Anne-Zoé Vanneau qui habituellement se consacre à l’écriture pour la jeunesse, s’est lancée dans le récit intime des stigmates du viol. Une blessure qui n’est pas seulement physique pour la jeune Adèle, puisque les conséquences de ce drame marquent inexorablement le cours de la vie d’une personne.
Derrière la pudeur de l’écriture, se cache la violence du quotidien qu’Adèle doit affronter. Alors qu’elle rentrait chez elle, les violeurs l’ont suivie puis pris au piège à l’entrée de son appartement.

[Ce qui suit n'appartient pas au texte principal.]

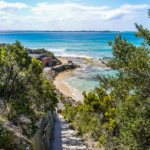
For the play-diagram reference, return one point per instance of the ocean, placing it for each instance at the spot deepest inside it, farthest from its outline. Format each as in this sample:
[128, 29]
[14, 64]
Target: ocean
[81, 45]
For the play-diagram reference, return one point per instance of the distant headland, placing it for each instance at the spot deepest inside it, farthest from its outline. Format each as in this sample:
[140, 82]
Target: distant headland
[40, 31]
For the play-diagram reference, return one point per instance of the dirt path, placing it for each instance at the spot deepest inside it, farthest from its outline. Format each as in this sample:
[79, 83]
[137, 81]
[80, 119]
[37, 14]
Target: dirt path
[63, 138]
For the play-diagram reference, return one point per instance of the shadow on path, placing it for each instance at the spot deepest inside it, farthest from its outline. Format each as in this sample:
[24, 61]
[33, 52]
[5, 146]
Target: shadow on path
[64, 138]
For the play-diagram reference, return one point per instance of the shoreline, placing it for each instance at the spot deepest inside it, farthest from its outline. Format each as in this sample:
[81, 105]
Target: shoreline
[60, 85]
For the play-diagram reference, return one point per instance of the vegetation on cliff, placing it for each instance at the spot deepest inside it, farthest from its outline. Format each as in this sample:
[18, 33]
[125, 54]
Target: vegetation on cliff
[120, 119]
[25, 94]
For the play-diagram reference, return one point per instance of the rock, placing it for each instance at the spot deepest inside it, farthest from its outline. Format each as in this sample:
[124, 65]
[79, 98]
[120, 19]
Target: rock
[25, 120]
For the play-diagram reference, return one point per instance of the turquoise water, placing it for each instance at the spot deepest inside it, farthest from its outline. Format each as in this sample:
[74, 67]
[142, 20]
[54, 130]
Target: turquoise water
[90, 45]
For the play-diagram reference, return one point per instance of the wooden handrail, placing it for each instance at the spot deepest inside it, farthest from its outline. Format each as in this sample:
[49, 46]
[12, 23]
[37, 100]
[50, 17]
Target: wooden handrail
[44, 131]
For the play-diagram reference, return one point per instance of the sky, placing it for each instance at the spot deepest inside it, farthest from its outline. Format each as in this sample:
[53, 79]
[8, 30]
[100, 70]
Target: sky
[72, 15]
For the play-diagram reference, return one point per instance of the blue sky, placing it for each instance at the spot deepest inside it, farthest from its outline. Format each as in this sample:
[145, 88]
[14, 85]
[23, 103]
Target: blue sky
[116, 15]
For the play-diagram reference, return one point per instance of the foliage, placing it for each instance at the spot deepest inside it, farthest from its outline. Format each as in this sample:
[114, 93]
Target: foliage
[7, 139]
[23, 87]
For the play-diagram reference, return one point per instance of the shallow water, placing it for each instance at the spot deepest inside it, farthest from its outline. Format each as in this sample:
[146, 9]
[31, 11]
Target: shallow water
[89, 45]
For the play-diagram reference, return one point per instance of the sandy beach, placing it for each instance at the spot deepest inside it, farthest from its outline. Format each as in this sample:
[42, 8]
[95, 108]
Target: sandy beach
[61, 85]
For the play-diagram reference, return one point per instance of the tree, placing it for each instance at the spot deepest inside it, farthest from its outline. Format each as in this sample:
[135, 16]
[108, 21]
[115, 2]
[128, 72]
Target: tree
[131, 90]
[23, 86]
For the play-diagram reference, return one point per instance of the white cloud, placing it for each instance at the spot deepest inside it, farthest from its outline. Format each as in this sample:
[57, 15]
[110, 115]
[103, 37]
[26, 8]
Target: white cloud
[12, 7]
[67, 15]
[134, 7]
[44, 8]
[79, 12]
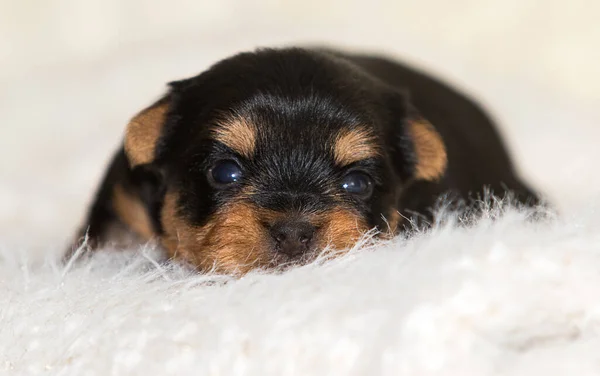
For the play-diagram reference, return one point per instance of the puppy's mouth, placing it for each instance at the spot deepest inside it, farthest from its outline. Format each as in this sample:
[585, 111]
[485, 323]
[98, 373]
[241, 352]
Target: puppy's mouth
[242, 236]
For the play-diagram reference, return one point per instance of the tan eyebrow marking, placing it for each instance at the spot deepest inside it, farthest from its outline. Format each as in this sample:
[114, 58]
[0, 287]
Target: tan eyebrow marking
[239, 134]
[432, 159]
[143, 131]
[353, 145]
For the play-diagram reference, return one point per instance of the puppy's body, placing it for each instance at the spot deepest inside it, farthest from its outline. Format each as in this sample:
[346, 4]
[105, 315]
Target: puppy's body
[269, 157]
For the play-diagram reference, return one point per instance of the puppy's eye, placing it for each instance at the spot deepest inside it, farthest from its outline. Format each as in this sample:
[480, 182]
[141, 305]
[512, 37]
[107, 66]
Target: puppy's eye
[225, 172]
[358, 183]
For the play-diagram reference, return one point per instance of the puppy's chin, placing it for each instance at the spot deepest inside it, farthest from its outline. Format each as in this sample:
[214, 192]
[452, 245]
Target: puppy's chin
[234, 240]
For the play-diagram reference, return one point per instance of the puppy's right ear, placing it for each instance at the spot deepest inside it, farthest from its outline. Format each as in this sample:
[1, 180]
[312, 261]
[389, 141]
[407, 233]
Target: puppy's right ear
[144, 131]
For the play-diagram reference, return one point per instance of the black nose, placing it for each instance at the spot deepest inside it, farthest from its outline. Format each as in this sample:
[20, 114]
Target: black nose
[292, 238]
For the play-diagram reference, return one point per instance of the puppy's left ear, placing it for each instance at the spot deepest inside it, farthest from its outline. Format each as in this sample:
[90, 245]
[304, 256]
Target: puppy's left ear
[420, 153]
[144, 131]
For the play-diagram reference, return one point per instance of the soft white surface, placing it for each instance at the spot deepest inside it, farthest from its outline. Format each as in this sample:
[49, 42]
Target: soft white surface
[508, 297]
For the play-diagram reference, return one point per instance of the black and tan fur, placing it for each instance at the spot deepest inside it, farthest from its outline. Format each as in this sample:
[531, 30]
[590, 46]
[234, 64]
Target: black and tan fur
[296, 122]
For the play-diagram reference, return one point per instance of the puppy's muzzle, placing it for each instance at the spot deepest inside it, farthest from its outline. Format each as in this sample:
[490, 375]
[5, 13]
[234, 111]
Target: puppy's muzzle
[292, 237]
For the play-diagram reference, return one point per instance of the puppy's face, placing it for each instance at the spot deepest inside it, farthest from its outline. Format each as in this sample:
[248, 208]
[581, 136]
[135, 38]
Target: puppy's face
[269, 159]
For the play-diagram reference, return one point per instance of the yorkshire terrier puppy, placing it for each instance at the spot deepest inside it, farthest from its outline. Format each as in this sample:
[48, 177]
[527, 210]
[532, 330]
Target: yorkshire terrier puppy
[270, 157]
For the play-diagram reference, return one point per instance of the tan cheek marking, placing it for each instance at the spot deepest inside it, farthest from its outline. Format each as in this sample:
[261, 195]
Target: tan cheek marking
[232, 241]
[238, 134]
[132, 212]
[354, 145]
[342, 229]
[430, 150]
[143, 132]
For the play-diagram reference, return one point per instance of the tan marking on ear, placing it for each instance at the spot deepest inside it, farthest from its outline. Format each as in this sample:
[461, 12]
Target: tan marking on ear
[238, 134]
[143, 132]
[354, 145]
[431, 154]
[132, 212]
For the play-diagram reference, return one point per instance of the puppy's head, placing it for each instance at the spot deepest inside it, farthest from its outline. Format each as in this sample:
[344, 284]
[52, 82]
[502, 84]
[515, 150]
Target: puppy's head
[269, 158]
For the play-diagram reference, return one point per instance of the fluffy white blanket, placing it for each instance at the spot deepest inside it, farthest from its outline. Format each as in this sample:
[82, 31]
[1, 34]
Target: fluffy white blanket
[507, 296]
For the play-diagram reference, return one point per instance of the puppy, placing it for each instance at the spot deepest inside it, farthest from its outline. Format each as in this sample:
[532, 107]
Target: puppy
[270, 157]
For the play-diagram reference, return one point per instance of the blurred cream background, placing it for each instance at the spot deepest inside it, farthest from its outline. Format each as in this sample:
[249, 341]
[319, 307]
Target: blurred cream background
[73, 71]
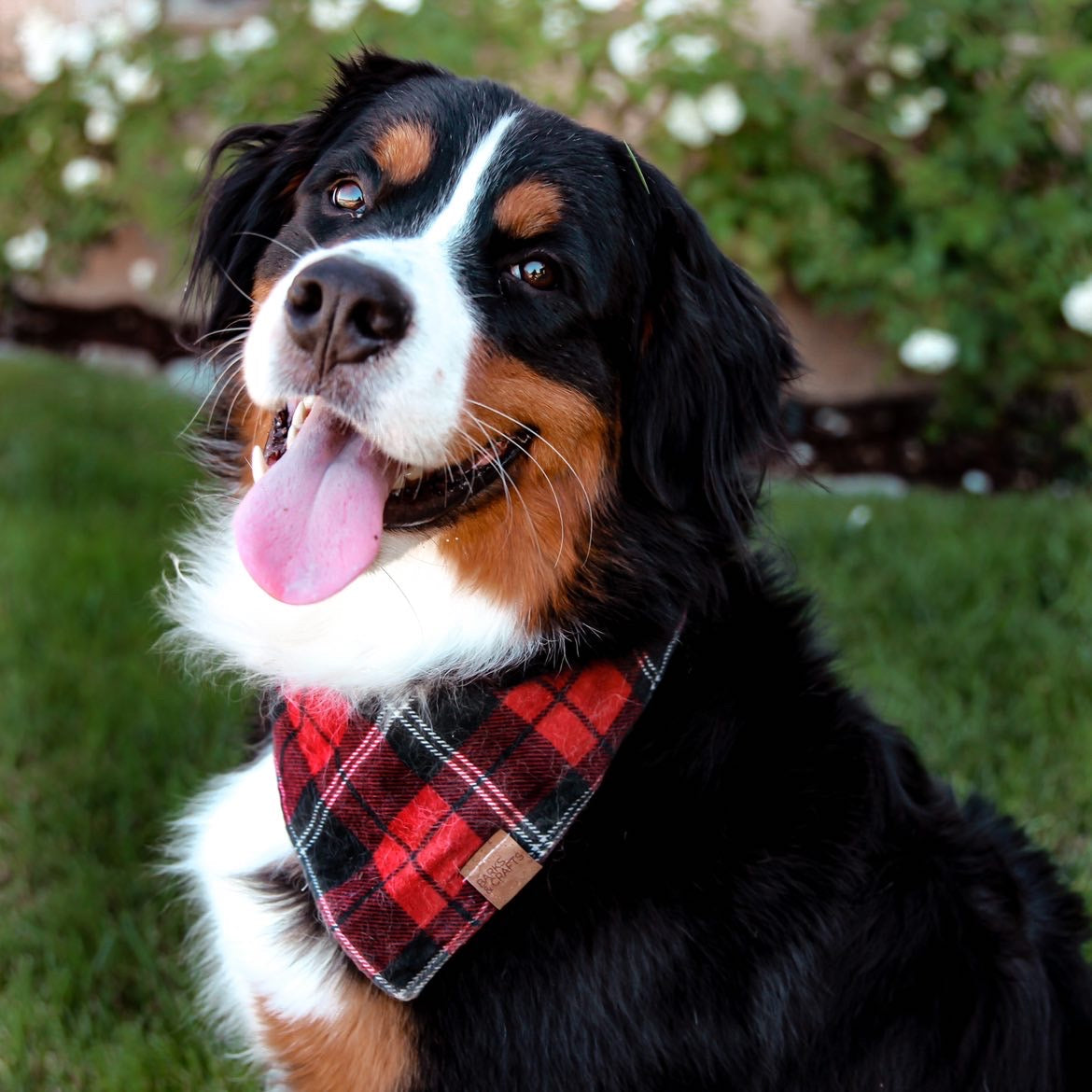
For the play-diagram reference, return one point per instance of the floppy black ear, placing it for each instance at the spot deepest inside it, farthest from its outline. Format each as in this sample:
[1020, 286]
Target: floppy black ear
[701, 409]
[247, 204]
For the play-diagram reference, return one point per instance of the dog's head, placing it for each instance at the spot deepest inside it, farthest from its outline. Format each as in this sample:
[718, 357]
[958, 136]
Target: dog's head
[518, 345]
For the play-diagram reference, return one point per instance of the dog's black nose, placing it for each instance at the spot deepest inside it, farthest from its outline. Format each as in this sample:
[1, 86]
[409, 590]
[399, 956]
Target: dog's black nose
[343, 312]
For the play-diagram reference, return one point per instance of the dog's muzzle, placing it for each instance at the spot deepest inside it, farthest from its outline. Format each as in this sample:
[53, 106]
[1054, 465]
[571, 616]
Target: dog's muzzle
[340, 310]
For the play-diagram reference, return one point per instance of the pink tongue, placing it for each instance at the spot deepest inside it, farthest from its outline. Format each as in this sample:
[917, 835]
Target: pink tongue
[313, 524]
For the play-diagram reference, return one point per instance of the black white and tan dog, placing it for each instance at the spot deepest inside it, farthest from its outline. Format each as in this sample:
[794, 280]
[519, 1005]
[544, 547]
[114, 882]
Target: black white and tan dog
[558, 791]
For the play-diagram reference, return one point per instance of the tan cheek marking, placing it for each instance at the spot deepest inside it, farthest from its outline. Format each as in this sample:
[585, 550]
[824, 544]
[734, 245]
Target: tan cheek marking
[368, 1048]
[404, 152]
[525, 550]
[528, 209]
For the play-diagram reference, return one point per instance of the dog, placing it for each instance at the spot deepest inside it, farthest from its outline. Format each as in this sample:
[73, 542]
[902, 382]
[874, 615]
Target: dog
[558, 790]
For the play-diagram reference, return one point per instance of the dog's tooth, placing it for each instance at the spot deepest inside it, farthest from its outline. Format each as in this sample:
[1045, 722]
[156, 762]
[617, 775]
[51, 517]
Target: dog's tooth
[298, 416]
[258, 464]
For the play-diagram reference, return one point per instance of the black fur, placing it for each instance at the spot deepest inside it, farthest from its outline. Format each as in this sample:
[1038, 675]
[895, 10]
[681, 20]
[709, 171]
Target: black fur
[769, 892]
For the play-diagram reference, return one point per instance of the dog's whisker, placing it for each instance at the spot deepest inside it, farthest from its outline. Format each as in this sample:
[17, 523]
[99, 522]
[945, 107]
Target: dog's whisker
[223, 329]
[502, 474]
[507, 480]
[227, 276]
[278, 243]
[219, 385]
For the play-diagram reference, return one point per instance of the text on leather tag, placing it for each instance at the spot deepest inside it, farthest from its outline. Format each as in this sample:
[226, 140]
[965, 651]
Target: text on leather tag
[500, 868]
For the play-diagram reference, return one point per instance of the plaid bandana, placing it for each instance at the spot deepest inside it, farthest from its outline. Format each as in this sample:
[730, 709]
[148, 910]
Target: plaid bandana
[414, 826]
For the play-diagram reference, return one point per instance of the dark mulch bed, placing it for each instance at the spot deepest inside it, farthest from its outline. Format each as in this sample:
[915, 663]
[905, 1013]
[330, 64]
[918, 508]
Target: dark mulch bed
[1027, 449]
[888, 435]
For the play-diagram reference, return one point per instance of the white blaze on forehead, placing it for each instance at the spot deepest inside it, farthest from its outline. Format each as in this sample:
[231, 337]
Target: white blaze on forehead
[454, 218]
[410, 404]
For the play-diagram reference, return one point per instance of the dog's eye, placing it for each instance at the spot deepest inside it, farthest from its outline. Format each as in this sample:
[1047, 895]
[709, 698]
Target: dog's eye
[348, 194]
[535, 272]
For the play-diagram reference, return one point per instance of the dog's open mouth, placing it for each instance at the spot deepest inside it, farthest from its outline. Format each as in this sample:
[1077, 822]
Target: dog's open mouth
[323, 495]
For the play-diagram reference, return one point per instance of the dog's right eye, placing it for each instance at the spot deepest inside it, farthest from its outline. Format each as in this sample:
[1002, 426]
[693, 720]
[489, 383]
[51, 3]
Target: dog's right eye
[348, 194]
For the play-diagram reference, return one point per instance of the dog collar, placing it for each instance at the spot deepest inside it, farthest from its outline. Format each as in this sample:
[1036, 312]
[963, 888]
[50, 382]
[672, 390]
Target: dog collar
[414, 824]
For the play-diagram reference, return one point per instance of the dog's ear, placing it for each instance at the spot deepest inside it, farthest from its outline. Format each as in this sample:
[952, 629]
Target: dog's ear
[247, 204]
[701, 405]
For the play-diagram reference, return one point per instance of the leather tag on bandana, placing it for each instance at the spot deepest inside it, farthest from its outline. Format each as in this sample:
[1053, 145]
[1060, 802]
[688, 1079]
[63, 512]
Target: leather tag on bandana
[500, 868]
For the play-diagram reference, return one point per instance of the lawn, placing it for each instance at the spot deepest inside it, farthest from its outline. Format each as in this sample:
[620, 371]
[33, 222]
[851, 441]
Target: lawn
[967, 619]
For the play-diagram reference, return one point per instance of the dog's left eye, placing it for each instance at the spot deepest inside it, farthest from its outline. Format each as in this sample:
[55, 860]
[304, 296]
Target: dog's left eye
[535, 272]
[348, 194]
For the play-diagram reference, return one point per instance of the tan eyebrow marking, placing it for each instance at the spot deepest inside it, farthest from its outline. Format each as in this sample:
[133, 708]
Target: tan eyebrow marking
[404, 152]
[528, 209]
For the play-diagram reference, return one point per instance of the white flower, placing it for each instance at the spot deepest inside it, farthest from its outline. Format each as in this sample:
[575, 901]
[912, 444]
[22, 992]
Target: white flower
[976, 482]
[143, 15]
[39, 140]
[860, 516]
[190, 49]
[629, 49]
[101, 127]
[933, 98]
[1021, 44]
[256, 33]
[693, 49]
[113, 30]
[79, 45]
[911, 118]
[1077, 306]
[905, 62]
[873, 52]
[721, 109]
[82, 174]
[26, 251]
[665, 8]
[136, 82]
[930, 351]
[559, 23]
[879, 83]
[333, 14]
[142, 273]
[802, 454]
[40, 39]
[684, 121]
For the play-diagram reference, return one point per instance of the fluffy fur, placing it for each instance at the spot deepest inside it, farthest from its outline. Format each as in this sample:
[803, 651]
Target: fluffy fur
[769, 892]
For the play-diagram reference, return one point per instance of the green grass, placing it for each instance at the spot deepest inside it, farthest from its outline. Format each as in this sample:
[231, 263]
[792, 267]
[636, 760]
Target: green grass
[968, 619]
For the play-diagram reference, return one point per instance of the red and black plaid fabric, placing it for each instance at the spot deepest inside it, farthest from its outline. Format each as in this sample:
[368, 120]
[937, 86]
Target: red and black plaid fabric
[385, 805]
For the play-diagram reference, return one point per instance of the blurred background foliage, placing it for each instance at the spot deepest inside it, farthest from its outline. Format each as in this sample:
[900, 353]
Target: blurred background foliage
[925, 166]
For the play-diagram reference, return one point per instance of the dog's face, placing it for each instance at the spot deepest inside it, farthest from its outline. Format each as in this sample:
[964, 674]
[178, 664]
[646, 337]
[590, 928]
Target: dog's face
[509, 349]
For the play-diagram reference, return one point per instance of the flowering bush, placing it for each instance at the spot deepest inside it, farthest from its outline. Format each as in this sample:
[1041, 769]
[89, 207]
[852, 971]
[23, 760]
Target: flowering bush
[926, 165]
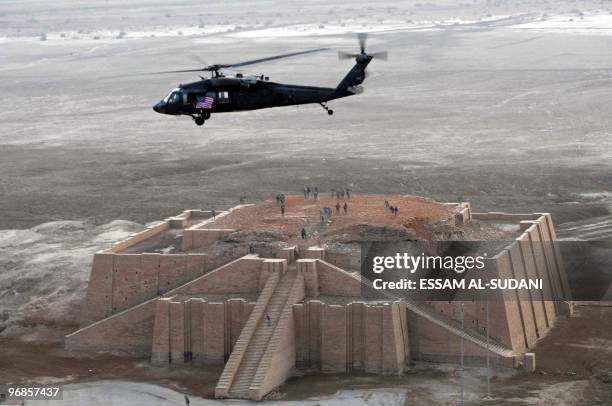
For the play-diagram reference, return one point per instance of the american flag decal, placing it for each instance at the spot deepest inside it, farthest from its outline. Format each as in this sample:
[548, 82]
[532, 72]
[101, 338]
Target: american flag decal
[205, 102]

Une intimité violée complètement puisqu’Adèle n’a eu d’autre choix que de subir ces atrocités dans son domicile. Elle se réveille, « le sexe meurtri », le corps en lambeaux comme une « vulgaire poupée de chiffon ».
« Mon corps inondé de sperme et de bière me fait l’effet d’un pantin gluant, désarticulé, qui passe de l’un à l’autre. Ma chaire écartelée, sanguinolente, est ensevelie sous des coulées visqueuses, épaisses, âcres. Les minutes sont des heures qui s’étirent, élastiques ».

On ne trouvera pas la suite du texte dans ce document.